So how does one go about surviving two hundred miles on a bike? Glad you asked. Read on for the answers to the most common questions I’ve gotten throughout training and after the finish.
- What distance did you train up to before the double?
I leveraged the Cascade Training Series rides to get in most of my longer rides, working up from 40 miles and topping out at 130 before STP. The most difficult part of training long mileage is planning food and water stops without having to carry too much with you. And without knowing many of the back roads well, I relied heavily on the well planned CTS rides to get in my saddle time. While it’s important to train your legs for the distance, the real trouble comes in training the rest of your body. 12 hours is a very long time for your back and shoulders to be reaching, while your butt rests precariously upon a narrow seat and starts chafing in your bike shorts. Once one passes the 130-150 mile marks, the legs are the least of your worries.
- What did you learn from last year’s ride?
I learned that taking preventative pain killer can be the difference between a difficult ride and a horrible ride. On the route, I took some at the midpoint and again at mile 140 to keep my rear end in check.
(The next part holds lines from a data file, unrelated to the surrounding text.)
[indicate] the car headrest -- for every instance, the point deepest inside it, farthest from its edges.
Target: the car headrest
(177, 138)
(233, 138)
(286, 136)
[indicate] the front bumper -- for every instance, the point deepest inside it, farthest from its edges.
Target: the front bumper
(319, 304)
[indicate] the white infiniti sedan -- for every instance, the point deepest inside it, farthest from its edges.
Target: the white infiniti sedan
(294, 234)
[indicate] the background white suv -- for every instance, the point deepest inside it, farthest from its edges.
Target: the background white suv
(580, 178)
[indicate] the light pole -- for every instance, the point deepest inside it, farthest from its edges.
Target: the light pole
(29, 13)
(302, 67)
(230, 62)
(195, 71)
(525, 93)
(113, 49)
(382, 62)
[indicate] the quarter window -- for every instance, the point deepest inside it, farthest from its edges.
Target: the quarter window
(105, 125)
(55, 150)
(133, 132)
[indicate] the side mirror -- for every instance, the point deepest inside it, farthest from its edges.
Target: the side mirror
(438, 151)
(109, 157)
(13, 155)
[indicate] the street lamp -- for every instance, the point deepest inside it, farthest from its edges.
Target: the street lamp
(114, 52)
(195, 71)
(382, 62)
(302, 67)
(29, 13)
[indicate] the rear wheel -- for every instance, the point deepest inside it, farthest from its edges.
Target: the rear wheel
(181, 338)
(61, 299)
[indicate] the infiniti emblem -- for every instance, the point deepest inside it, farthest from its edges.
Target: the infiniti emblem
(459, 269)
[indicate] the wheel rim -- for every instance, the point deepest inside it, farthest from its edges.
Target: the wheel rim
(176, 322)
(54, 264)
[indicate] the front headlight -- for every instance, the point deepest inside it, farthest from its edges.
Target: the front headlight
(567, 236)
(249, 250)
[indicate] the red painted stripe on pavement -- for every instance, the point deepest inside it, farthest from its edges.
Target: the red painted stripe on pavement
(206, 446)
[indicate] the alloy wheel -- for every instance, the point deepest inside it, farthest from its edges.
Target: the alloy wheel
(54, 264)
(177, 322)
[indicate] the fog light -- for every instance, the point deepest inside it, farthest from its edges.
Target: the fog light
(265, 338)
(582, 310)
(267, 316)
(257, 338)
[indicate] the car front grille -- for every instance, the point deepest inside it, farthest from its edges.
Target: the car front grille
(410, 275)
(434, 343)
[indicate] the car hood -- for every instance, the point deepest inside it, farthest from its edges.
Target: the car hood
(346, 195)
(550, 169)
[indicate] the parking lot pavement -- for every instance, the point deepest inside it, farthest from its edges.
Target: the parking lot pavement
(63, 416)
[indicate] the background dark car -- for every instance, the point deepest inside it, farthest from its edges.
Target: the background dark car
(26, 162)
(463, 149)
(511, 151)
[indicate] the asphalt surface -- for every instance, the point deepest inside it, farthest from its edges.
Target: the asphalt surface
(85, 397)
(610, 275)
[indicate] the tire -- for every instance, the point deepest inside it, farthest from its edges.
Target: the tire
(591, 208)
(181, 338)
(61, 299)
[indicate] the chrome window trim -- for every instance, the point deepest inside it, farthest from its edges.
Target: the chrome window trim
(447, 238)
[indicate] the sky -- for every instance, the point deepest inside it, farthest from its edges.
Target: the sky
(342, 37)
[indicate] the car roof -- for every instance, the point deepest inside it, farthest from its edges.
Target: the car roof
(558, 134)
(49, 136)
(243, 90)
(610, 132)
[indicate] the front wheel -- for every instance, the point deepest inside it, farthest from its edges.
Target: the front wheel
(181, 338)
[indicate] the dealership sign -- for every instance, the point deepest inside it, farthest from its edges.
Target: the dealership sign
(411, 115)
- What would you recommend for a first-time one-day rider?
Learn to ride in a group. Really, that goes for any first-time STPer (one or two-day), but is extremely important for the one-day riders. 204 miles is a really long way and there’s little chance of making it completely on your own. Learn to leverage pacelines, start training with your own group that plans to ride together. Drafting is extremely helpful in keeping not only your pace, but also your spirits, up. I’ll be honest, this was difficult for me. Prior to STP I’ve only joined small pacelines and never really felt comfortable. But when I realized somewhere around mile 75 that I was keeping a 21 mph pace and only working at what felt to be a 14 mph pace…I was sold. Save your legs for the long haul, take your turn at the front and get comfortable being surrounded by other cyclists.
- What was the worst part of the course?
Highway 30. Long, monotonous, lonely and getting darker. As a one-day rider the crowd had thinned out long before crossing into Oregon and I was feeling the fatigue set in.
- Would you do a one-day again?
Definitely, though it’s a tough call. I missed the camaraderie and culture that comes with meeting fellow cyclists during the overnight. But the extra effort required to finish the one-day ride is well worth not having to get up the following day and ride another 100 miles on a sore butt.
Overall, the ride was great and the patch well worth the effort. I entered this year’s season in far better shape than last year and felt pretty well trained in the last couple of weeks before the ride. That said, this is absolutely an approachable ride. With some commitment, training and discipline, nearly anyone can finish a one-day STP. It’s perfectly alright to not ever want to finish a double-century in one day. But wanting it badly enough is enough to take you the rest of the way.